IP Financing in India – Part II: The Supreme Court and (mis)interpretation of Banking Regulation Act, 1949

Part I of this two-part guest post by Bharat Harne explored the implications of a complicated security perfection regime and non-mandatory registration of copyright on IP financing. Part II focuses on the   Canara Bank v N.G. Subbaraya Setty & Anr, a Supreme Court decision from 2018, that made some important observations on the use of trademarks as collateral. Bharat is a fourth-year student at the National Law School of India University, Bengaluru.

IP Financing in India – Part II: The Supreme Court and (mis)interpretation of Banking Regulation Act, 1949

Bharat Harne

The main question of law before the court in Canara Bank pertained to res judicata. However, it is infamous for unduly restricting the use of the intellectual property as collateral for financing transactions. N.G. Subbaraya Setty owed money to the Canara Bank. When he found it hard to repay the money, he assigned the trademark “EENADU” to the bank through which it received all the rights relating to the trademark, including, the right to use the trademark on its own and assign it to third parties. After a few months, the bank canceled the assignment deed citing banking regulations. After years of complicated litigation, the dispute finally reached the Supreme Court where the bank justified the cancellation of the deed because there was a regulatory bar. This justification was accepted by the court. It held that a combined reading of sections 6, 8, and 46 (4) of the Banking Regulation Act, 1949 leads to the conclusion that banks cannot be assigned all rights in a trademark because this would make the bank the owner and give it right to further assign the trademark and use it on its own to sell goods and earn money. According to the court, this would be in teeth of sections 6 and 8 of the Banking Regulation Act which collectively prohibit a bank from dealing with property or selling goods except when it is done to satisfy its claim.  It has been argued that this holding virtually disallows the use of the intellectual property as collateral.

Indeed, the holding of the court is questionable. Section 6 (1) (f) contemplates a bank ‘managing, selling and realizing any property which may come into the possession of the company in satisfaction or part-satisfaction of any of its claims’ and ‘dealing with any property, any right, title or interest in any such property which may form security or part of the security.’ This was a clear case of a bank managing a property in satisfaction of its claim. When these provisions were cited before the court, it simply responded by holding that ‘trademark cannot be said to be a property which has come into possession of the bank’ and neither is it any ‘security for loan or advance’ made to Mr. Setty.  The court did not realize the fact that intellectual property is intangible in nature, therefore not subject to possession. Moreover, it is true that the trademark was not a part of the original security furnished by Mr. Setty. He decided to collateralize the trademark when he could not pay his installments. However, the bank was, in any case, managing it in satisfaction of its claim as per section 6 (1) (f) of the Banking Act. Having said this it should be noted that-

First, in the facts of this case, the assignment was not the original security that was furnished by Mr. Setty and this was the basis of holding that it is not ‘security for loan or advance’ under section 6 (1) (g). This argument would be extremely hard if not impossible to make if the assignment is part of the original security furnished before the disbursal of the loan.

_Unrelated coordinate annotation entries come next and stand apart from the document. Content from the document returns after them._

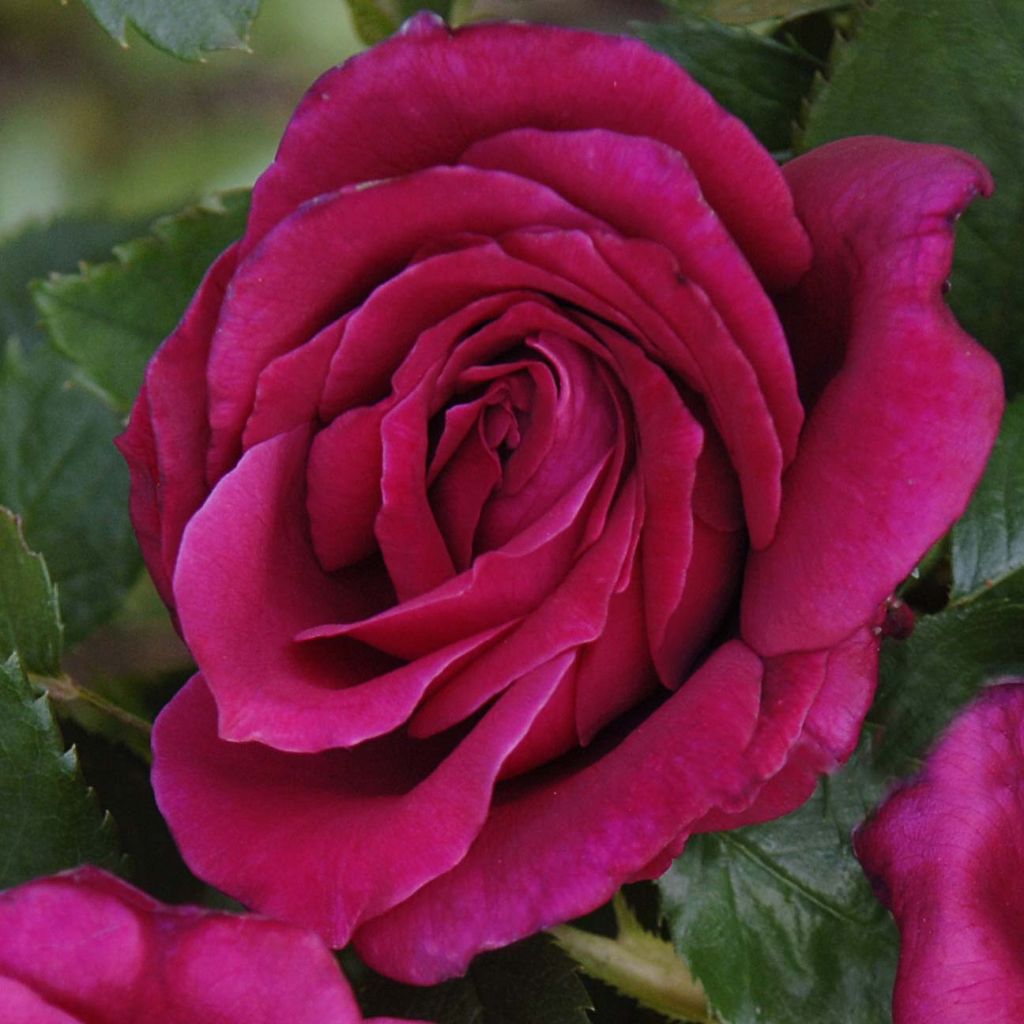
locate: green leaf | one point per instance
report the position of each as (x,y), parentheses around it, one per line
(953,73)
(750,11)
(376,19)
(61,474)
(40,249)
(530,981)
(111,317)
(371,20)
(988,541)
(637,964)
(925,680)
(763,82)
(49,819)
(777,920)
(184,28)
(30,619)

Second, rather than assigning all the rights relating to intellectual property, the borrower can choose to assign merely the right to receive the royalty (if any) from that trademark through assignments done by the owner himself. In this case, the bank would not have a ‘right to assign a trademark to third parties with which the court was uncomfortable.

 Third, the parties still have the choice to resort to other security arrangements which do not involve the transfer of title of the property. For example, the security arrangement can give the borrower only the right to sell the property on default with no transfer of complete title. In such a case, the bank would be merely selling the property to meet its claim rather than ‘managing’ it.

A brief comparison with the UK : Legal Assignment

Having said this, the holding of the Supreme Court is a major obstacle to the use of intellectual property as security in financing transactions. In jurisdictions such as the United Kingdom, the use of assignment for creating a security interest is quite common. Usually known as ‘legal assignment’ in such a transaction, the owner of the intellectual property transfers all rights to the property to the bank with a proviso that when the owner repays the loan amount, the property will be compulsorily reassigned. If continued exploitation of the intellectual property is necessary, the owner usually gets an exclusive license from the borrower.

This two-part post has identified three key issues that IP Financing reforms have to address at any cost. The Patent Act and the Trademarks Act have clear compulsory registration requirements without which the security interest cannot be perfected. While this gives certainty to lenders, it creates a complicated security perfection regime that disincentivizes the use of IP as collateral. In stark contrast to this, the absence of a mandatory registration requirement under the copyright law is a major disincentive for financial institutions to accept it as collateral because of the practical difficulties involves in tracing the title. Lastly, the Supreme Court’s overly broad reading of the banking law in Canara Bank is a major hurdle in the use of IP as collateral, although, there are still some ways to circumvent its applicability and use IP for financing.